I wanted to know if anyone has a recipe for a conditioner for butcher blocks that contains beeswax. I accidently spilled a fair amount of beeswax from a pillar candle onto my butcher block counter top. The wax soaked into the wood leaving it much darker but it also gave it a nice finish which beads water off it beautifully. Previously I had been using mineral oil to condition the wood, so I was thinking maybe someone has made a paste of some sort and might be willing to share it before I have to experiment myself.

Thanks
Jeff


----------



## Rohe Bee Ranch (Feb 12, 2008)

Years and years ago when I was in high school I made a maple stereo cabinet and used a beeswax and boiled linseed oil polish for it. My shop teacher said those infamous words..."Don't do this at home, I'm a professional...and the school has lots of insurance" as he placed a coffee can filled with linseed oil and beeswax onto the gas fired, open flame sodering iron furnace to melt it all together. Amazingly it only caught fire 3 times. :doh: He then poured the hot mixture all over the top of my beautiful maple cabinet and told me to rub it all in and to then pour some more on it and rub that in. The result was a beautiful finish that has lasted for years.


----------



## btedeski (May 28, 2009)

I think your looking for something like the Beal wood buff system,

http://www.woodcraft.com/Catalog/Pr...=3729&ss=df617f1d-9ffd-4b71-85e1-883c5b01bf6a

it uses 3 buffing compounds including "Carnauba Wax"
you could use bees wax as well. 

basically, the first compound "Tripoli" fills in the wood, the second compound "White Diamond" gives it a gloss, and the "Carnauba Wax" seals it.
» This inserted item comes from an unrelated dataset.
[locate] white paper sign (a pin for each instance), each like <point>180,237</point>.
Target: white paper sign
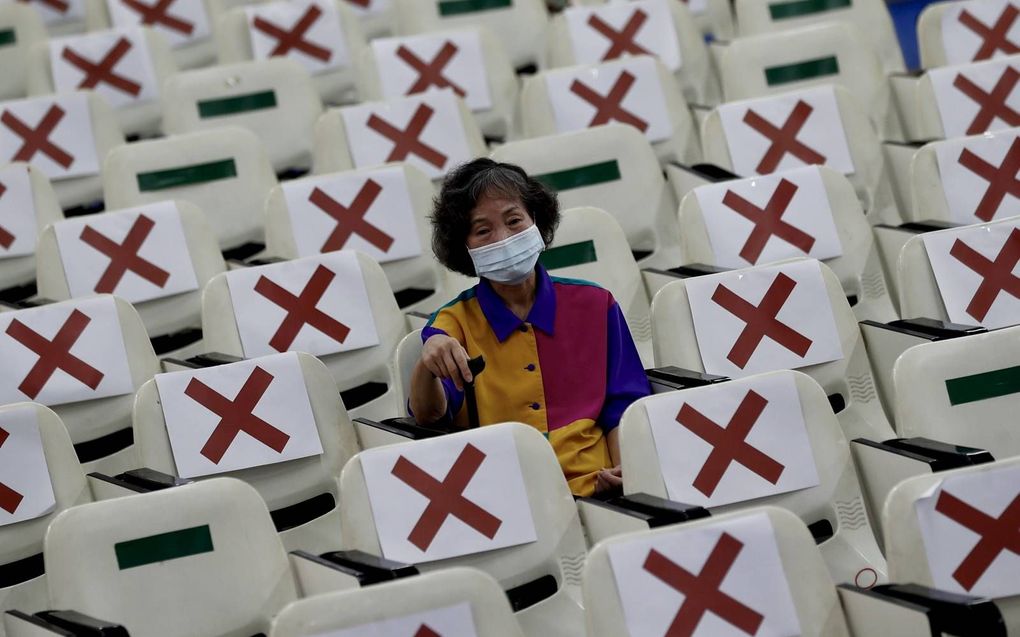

You could just buff in the Bees wax, and skip the Tripoli and White, or you could just use the bees wax instead of Carnauba wax.

back when I had time to work with wood I used this system, and it really did a nice looking job.

Bill


----------



## Jeff McGuire (Nov 18, 2005)

Thank you for the ideas. I want to to keep it food grade so it can be used on cutting boards and counter tops. I found this conditioner on the internet. 

http://woodenwonders.ifp3.com
Click on the menu for the butcher block conditioner

I have been experimenting with different amounts of mineral oil and beeswax. My first try is 100g oil and 25g beeswax. The paste is a little too soft but absorbs nicely and excess comes off easily. I'll probably add just a bit more wax and let you know the results.


----------



## My-smokepole (Apr 14, 2008)

You might google making varnish on the muzzlerloader web sites Some good info. The main tool of boil linseed and wax is as I remember sand and a way to heat it. Like a small French fryer
David


----------